On Structural Aspects of Friends-And-Strangers Graphs

TL;DR

This paper characterizes when the friends-and-strangers graph is connected for all biconnected graphs X, showing it depends on the structure of Y's complement, and explores the girth of these graphs with star graphs.

Contribution

It proves a necessary and sufficient condition for the connectivity of friends-and-strangers graphs for all biconnected X, resolving a conjecture, and advances understanding of girth in these graphs.

Findings

Connectivity characterized by Y's complement being a forest with coprime-sized trees.

Resolved a conjecture of Defant and Kravitz on graph connectivity.

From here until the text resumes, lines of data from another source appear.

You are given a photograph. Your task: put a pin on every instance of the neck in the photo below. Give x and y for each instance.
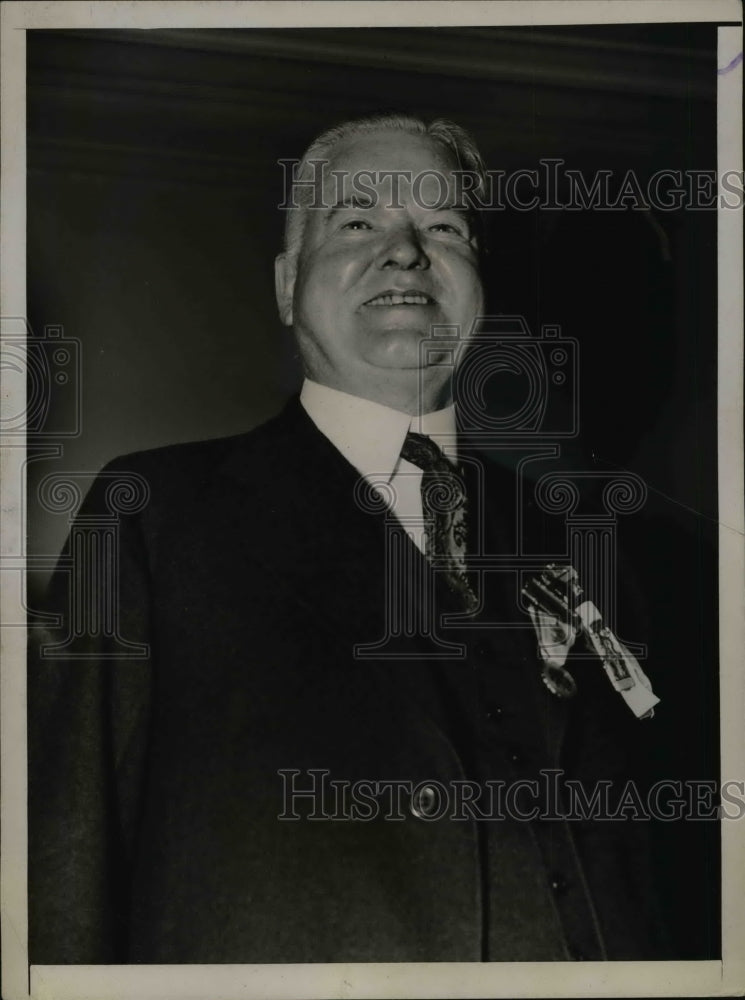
(412, 396)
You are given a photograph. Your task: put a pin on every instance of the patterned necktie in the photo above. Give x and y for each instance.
(445, 508)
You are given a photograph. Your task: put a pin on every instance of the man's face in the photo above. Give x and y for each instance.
(371, 280)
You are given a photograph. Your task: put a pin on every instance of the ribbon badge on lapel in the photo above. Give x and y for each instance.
(559, 617)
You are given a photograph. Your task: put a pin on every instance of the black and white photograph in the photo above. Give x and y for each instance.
(373, 527)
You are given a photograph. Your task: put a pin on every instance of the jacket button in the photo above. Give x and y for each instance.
(425, 802)
(558, 884)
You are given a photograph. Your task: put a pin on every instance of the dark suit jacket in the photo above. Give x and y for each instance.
(251, 574)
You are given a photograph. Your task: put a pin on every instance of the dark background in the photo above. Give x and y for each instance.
(153, 188)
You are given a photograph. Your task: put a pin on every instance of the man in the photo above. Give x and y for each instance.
(303, 617)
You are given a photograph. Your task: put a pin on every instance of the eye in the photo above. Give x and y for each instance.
(447, 228)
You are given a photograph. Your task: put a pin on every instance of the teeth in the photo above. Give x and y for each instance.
(400, 299)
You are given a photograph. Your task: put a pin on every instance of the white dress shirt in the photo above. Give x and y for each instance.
(370, 436)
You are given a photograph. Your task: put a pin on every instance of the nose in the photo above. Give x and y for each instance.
(403, 249)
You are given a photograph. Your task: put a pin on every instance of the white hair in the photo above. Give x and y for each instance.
(456, 139)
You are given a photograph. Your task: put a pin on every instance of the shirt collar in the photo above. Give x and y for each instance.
(370, 435)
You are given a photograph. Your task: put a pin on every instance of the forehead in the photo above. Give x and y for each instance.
(371, 156)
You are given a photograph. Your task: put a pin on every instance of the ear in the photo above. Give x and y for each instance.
(285, 271)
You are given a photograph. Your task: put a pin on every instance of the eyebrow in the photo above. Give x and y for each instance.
(353, 202)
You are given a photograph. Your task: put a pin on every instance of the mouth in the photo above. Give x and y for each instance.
(413, 297)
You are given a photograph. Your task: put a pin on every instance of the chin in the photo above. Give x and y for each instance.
(399, 349)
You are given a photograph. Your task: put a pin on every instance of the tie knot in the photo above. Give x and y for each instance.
(424, 453)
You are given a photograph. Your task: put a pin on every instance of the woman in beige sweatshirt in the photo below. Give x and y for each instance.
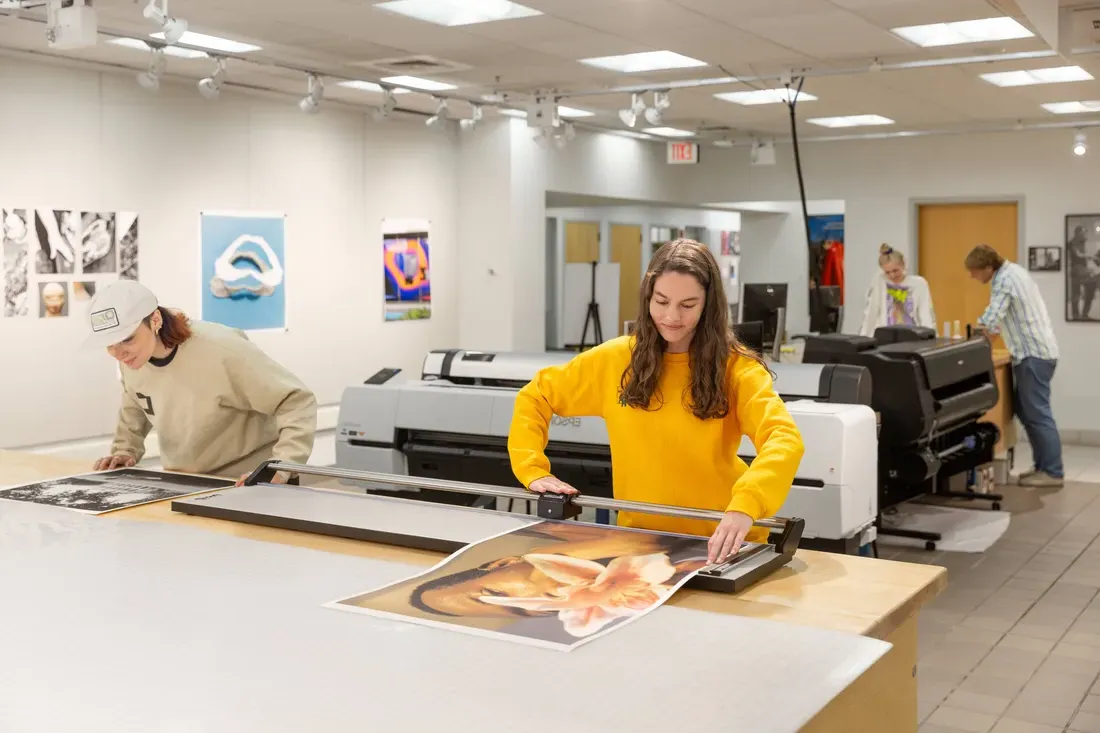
(220, 405)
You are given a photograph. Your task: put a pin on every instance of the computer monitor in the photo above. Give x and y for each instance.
(750, 334)
(825, 309)
(761, 302)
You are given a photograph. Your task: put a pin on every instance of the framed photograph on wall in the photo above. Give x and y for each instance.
(1044, 259)
(1082, 267)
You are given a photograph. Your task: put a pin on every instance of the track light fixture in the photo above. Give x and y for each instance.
(388, 105)
(474, 118)
(151, 79)
(655, 115)
(210, 87)
(629, 116)
(440, 115)
(173, 28)
(1080, 146)
(311, 102)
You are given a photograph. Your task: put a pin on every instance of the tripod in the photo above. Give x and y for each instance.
(592, 316)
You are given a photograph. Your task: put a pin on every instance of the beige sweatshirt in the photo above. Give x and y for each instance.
(219, 404)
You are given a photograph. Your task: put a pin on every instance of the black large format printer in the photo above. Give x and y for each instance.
(931, 395)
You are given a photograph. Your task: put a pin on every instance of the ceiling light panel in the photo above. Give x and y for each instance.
(1053, 75)
(850, 121)
(647, 61)
(369, 86)
(416, 83)
(669, 132)
(168, 51)
(1073, 108)
(459, 12)
(765, 96)
(211, 42)
(975, 31)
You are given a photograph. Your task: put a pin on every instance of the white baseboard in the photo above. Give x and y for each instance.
(92, 448)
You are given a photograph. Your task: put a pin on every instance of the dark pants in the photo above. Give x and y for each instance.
(1032, 379)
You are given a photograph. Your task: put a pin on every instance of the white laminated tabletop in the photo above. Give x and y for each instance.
(118, 626)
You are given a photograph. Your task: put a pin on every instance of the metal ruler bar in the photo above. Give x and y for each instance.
(484, 490)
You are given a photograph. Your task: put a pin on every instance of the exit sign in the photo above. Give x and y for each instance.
(682, 152)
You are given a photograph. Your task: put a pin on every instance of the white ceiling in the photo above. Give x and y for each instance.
(736, 37)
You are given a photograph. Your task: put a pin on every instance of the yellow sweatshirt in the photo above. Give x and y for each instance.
(219, 404)
(667, 456)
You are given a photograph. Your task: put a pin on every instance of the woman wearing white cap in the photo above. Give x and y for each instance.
(219, 404)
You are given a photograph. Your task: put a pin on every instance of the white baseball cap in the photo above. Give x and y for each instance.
(116, 313)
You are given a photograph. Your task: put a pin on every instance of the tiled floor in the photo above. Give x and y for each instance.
(1013, 644)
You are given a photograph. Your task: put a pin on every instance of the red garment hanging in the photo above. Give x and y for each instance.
(833, 266)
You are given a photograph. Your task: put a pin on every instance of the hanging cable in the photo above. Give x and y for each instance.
(815, 275)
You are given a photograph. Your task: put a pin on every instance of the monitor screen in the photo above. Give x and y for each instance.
(761, 302)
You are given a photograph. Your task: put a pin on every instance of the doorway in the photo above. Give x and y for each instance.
(946, 232)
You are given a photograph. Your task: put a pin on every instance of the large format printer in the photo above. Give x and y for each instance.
(453, 422)
(931, 395)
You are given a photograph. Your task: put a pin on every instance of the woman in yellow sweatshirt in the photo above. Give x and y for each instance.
(677, 396)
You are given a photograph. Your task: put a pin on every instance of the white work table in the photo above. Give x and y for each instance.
(147, 620)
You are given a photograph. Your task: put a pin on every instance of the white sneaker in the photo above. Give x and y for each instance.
(1041, 479)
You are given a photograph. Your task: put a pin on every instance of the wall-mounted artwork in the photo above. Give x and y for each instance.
(406, 264)
(243, 270)
(1082, 267)
(54, 258)
(1044, 259)
(15, 244)
(556, 584)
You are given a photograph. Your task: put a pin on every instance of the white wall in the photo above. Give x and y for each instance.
(99, 142)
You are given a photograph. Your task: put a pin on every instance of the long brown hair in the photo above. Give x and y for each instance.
(712, 345)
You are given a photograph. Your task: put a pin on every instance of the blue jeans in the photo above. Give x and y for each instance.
(1032, 379)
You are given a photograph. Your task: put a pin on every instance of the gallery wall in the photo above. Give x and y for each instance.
(86, 141)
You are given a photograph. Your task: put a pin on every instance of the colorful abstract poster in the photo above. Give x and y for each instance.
(556, 584)
(406, 263)
(243, 270)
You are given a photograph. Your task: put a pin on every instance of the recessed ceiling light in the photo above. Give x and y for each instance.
(416, 83)
(850, 121)
(647, 61)
(1073, 108)
(669, 132)
(1053, 75)
(977, 31)
(369, 86)
(459, 12)
(562, 111)
(765, 96)
(168, 51)
(211, 42)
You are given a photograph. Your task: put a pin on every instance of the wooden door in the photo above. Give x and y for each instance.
(582, 241)
(946, 233)
(626, 250)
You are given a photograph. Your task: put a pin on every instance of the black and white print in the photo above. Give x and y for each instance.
(15, 228)
(108, 491)
(127, 233)
(1082, 267)
(98, 248)
(1044, 259)
(57, 240)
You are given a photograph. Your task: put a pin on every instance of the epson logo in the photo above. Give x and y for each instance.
(103, 319)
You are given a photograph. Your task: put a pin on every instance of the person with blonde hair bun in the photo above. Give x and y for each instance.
(897, 297)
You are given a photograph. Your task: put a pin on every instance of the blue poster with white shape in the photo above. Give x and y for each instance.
(243, 270)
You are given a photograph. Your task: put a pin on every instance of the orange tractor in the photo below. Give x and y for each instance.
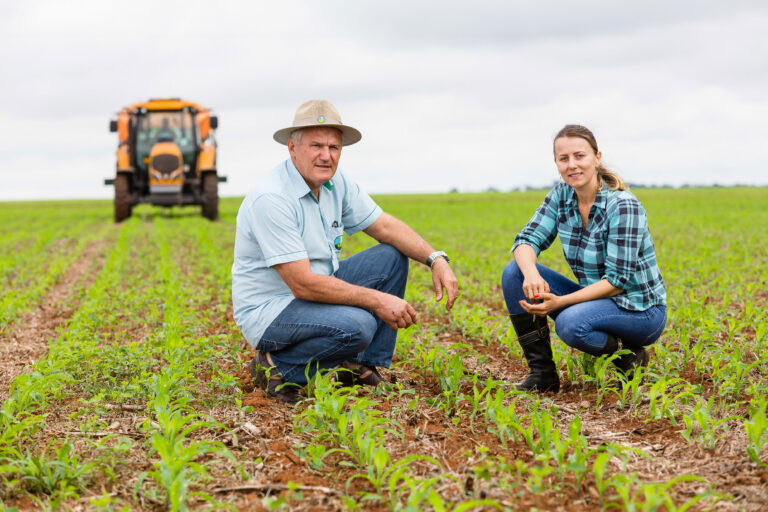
(166, 156)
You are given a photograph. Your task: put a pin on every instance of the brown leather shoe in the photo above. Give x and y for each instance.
(267, 378)
(363, 376)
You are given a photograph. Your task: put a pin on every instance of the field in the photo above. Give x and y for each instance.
(123, 382)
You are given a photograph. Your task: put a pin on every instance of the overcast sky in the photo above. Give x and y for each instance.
(462, 95)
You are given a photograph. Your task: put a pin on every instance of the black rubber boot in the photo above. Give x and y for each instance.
(533, 336)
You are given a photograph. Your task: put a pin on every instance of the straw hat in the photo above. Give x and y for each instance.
(318, 113)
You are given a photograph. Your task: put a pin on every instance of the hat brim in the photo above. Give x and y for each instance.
(349, 135)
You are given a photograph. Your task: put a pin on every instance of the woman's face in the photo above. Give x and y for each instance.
(577, 163)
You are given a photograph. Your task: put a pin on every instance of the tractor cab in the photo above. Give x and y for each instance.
(166, 156)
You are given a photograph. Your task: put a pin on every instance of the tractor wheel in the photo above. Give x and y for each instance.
(122, 198)
(210, 196)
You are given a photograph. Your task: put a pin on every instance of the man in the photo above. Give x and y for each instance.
(294, 301)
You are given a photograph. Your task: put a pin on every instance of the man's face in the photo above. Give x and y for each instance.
(317, 155)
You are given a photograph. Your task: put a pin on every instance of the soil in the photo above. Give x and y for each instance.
(27, 339)
(266, 443)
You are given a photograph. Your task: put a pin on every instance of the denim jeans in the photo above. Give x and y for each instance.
(586, 325)
(325, 335)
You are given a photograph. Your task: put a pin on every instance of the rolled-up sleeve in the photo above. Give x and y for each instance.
(275, 225)
(358, 209)
(627, 225)
(541, 230)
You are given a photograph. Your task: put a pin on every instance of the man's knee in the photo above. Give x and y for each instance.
(357, 329)
(398, 259)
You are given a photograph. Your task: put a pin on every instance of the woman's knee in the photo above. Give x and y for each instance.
(512, 287)
(571, 328)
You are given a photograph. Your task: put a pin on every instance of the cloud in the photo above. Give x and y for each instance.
(447, 94)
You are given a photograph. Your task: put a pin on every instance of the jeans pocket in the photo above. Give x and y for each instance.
(661, 319)
(267, 346)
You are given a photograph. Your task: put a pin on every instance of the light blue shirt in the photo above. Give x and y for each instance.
(281, 220)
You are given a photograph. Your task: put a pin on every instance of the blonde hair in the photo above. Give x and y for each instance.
(604, 175)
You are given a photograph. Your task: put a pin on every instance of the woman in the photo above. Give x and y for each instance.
(620, 297)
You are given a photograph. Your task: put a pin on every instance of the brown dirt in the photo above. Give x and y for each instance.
(27, 339)
(266, 444)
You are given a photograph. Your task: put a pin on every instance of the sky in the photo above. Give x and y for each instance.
(448, 95)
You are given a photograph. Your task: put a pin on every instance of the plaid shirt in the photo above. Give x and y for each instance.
(616, 244)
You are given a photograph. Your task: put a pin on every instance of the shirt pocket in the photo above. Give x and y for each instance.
(336, 242)
(594, 253)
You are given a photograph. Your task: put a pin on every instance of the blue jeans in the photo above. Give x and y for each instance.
(326, 335)
(586, 325)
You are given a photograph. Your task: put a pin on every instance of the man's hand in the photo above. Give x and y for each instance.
(545, 303)
(395, 312)
(444, 281)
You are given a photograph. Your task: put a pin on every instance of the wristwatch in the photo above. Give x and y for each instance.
(433, 257)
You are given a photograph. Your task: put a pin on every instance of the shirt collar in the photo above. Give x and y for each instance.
(600, 198)
(300, 186)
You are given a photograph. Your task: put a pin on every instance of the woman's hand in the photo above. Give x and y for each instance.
(533, 286)
(543, 304)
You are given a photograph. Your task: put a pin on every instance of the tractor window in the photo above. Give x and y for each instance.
(177, 127)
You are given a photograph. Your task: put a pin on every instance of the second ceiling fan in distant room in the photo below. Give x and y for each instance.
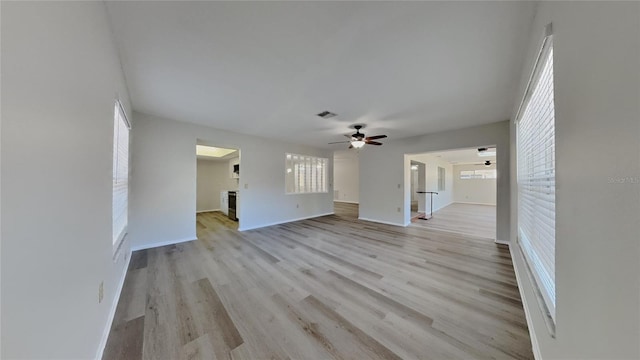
(358, 139)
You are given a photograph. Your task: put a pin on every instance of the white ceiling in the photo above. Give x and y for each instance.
(463, 156)
(266, 68)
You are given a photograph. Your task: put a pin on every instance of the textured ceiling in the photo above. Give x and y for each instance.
(266, 68)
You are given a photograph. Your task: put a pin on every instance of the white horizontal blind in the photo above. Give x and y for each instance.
(306, 174)
(120, 173)
(441, 178)
(536, 179)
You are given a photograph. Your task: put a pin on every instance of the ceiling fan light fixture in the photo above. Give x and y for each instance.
(357, 143)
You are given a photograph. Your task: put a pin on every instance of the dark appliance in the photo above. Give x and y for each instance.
(232, 205)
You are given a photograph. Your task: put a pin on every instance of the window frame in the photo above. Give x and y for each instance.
(120, 118)
(546, 301)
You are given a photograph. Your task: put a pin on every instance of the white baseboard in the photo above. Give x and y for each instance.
(382, 222)
(112, 311)
(163, 243)
(472, 203)
(282, 222)
(535, 346)
(199, 211)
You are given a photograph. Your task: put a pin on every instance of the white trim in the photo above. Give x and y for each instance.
(472, 203)
(535, 346)
(163, 243)
(382, 222)
(548, 31)
(210, 210)
(112, 311)
(284, 222)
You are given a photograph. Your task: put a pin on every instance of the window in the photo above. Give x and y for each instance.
(306, 174)
(478, 174)
(441, 178)
(120, 174)
(536, 177)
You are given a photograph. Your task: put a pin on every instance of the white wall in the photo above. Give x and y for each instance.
(212, 178)
(385, 172)
(163, 200)
(597, 97)
(60, 73)
(443, 198)
(475, 191)
(346, 175)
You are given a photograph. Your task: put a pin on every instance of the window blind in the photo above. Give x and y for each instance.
(441, 178)
(306, 174)
(536, 178)
(120, 174)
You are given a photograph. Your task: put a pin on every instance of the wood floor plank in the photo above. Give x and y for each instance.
(329, 287)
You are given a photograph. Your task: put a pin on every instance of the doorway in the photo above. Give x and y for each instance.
(464, 186)
(217, 185)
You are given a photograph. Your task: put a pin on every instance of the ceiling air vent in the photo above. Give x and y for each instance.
(327, 114)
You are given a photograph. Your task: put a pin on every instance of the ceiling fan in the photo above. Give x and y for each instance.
(358, 139)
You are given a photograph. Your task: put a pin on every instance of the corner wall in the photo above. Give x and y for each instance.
(60, 74)
(597, 103)
(163, 186)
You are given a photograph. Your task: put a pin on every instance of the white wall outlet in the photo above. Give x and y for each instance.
(100, 292)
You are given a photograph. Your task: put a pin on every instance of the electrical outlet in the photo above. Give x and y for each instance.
(100, 292)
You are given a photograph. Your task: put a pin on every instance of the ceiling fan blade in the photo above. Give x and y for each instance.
(376, 137)
(339, 142)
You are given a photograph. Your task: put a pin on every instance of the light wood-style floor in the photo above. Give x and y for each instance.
(468, 219)
(330, 287)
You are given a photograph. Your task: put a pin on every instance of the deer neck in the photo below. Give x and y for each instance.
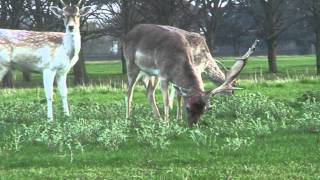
(72, 43)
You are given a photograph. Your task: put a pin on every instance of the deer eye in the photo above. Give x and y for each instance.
(187, 108)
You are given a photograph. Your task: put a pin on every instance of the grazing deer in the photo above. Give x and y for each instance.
(158, 51)
(51, 53)
(202, 61)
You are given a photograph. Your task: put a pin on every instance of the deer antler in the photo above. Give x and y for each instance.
(234, 72)
(79, 3)
(64, 4)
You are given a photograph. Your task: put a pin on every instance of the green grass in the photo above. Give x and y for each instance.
(269, 130)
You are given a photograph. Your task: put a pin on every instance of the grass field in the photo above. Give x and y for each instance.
(269, 130)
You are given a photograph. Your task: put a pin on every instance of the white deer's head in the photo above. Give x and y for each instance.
(71, 15)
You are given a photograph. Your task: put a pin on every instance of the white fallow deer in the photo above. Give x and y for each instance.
(51, 53)
(203, 63)
(158, 51)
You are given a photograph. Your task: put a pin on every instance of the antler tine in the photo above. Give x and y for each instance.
(235, 71)
(79, 2)
(61, 1)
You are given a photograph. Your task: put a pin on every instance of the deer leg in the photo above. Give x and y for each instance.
(151, 95)
(3, 71)
(48, 78)
(172, 94)
(63, 90)
(165, 96)
(133, 77)
(179, 108)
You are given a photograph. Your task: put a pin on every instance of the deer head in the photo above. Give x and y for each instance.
(197, 103)
(71, 15)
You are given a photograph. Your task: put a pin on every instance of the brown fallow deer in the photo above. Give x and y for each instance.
(158, 51)
(51, 53)
(203, 62)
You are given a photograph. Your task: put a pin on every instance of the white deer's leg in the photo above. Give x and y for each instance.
(48, 79)
(133, 77)
(165, 95)
(63, 90)
(179, 108)
(3, 71)
(172, 94)
(152, 84)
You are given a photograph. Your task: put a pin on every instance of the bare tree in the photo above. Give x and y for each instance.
(273, 18)
(211, 14)
(311, 11)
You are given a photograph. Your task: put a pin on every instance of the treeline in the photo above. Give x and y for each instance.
(228, 21)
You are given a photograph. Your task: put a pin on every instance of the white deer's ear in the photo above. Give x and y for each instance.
(56, 11)
(85, 10)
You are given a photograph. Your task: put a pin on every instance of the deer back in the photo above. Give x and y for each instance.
(162, 52)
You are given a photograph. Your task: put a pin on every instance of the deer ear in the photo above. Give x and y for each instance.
(85, 10)
(56, 11)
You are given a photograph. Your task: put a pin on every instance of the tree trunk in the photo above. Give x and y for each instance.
(318, 51)
(26, 76)
(236, 47)
(79, 69)
(272, 56)
(7, 81)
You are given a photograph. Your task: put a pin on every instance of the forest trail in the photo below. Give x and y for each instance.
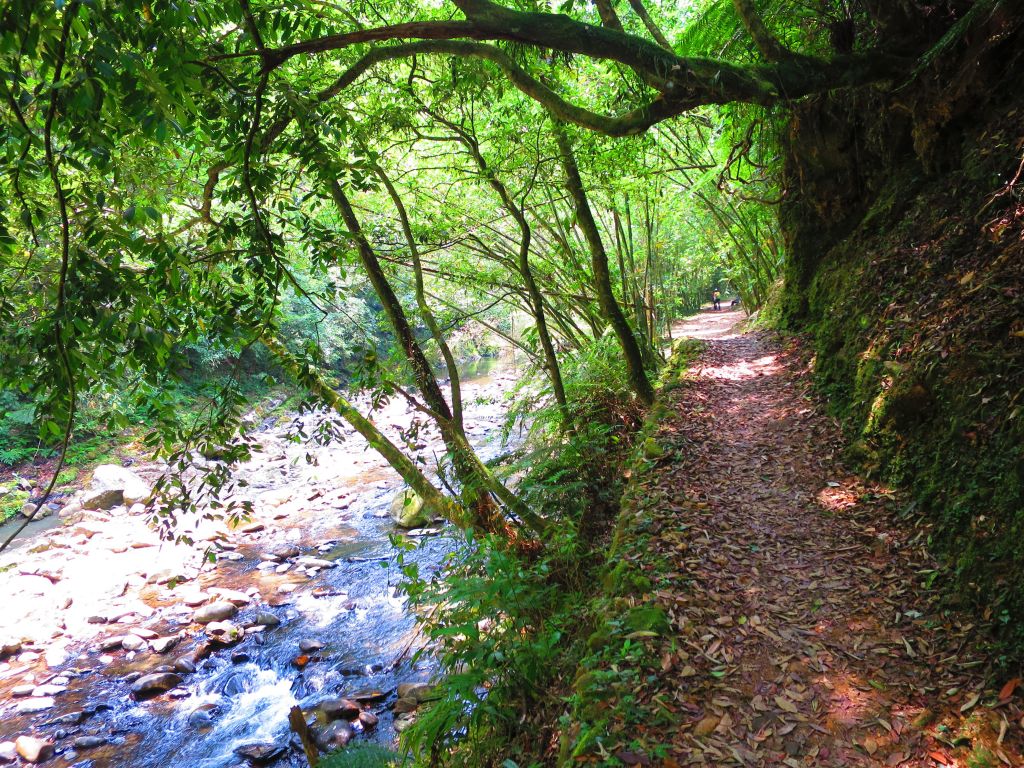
(805, 635)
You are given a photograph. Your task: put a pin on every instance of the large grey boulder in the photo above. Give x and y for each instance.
(409, 510)
(101, 498)
(218, 611)
(113, 477)
(151, 685)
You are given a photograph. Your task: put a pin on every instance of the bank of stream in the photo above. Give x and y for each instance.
(96, 603)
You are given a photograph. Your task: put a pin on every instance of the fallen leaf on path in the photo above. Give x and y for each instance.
(707, 726)
(786, 705)
(971, 702)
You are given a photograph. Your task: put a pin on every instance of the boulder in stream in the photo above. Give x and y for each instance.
(410, 511)
(151, 685)
(224, 633)
(339, 709)
(334, 736)
(33, 750)
(260, 754)
(114, 477)
(218, 611)
(8, 753)
(102, 498)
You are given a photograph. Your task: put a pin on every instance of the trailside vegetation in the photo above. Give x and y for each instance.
(204, 197)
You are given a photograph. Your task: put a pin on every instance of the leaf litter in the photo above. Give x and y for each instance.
(805, 630)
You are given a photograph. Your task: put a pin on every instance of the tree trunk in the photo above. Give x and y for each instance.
(421, 302)
(602, 278)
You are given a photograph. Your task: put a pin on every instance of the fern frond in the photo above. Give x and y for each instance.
(954, 34)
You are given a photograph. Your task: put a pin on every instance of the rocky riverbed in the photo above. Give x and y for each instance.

Progress on determining the girth of friends-and-strangers graphs with star graphs.

Abstract

Given two graphs $X$ and $Y$ with the same number of vertices, the friends-and-strangers graph $\mathsf{FS}(X, Y)$ has as its vertices all $n!$ bijections from $V(X)$ to $V(Y)$, with bijections $\sigma, \tau$ adjacent if and only if they differ on two elements of $V(X)$, whose mappings are adjacent in $Y$. In this article, we study necessary and sufficient conditions for $\mathsf{FS}(X, Y)$ to be connected for all graphs $X$ from some set. In the setting that we take $X$ to be drawn from the set of all biconnected graphs, we prove that $\mathsf{FS}(X, Y)$ is connected for all biconnected $X$ if and only if $\overline{Y}$ is a forest with trees of jointly coprime size; this resolves a conjecture of Defant and Kravitz. We also initiate and make significant progress toward determining the girth of $\mathsf{FS}(X, \text{Star}_n)$ for connected graphs $X$, and in particular focus on the necessary trajectories that the central vertex of $\text{Star}_n$ takes around all such graphs $X$ to achieve the girth.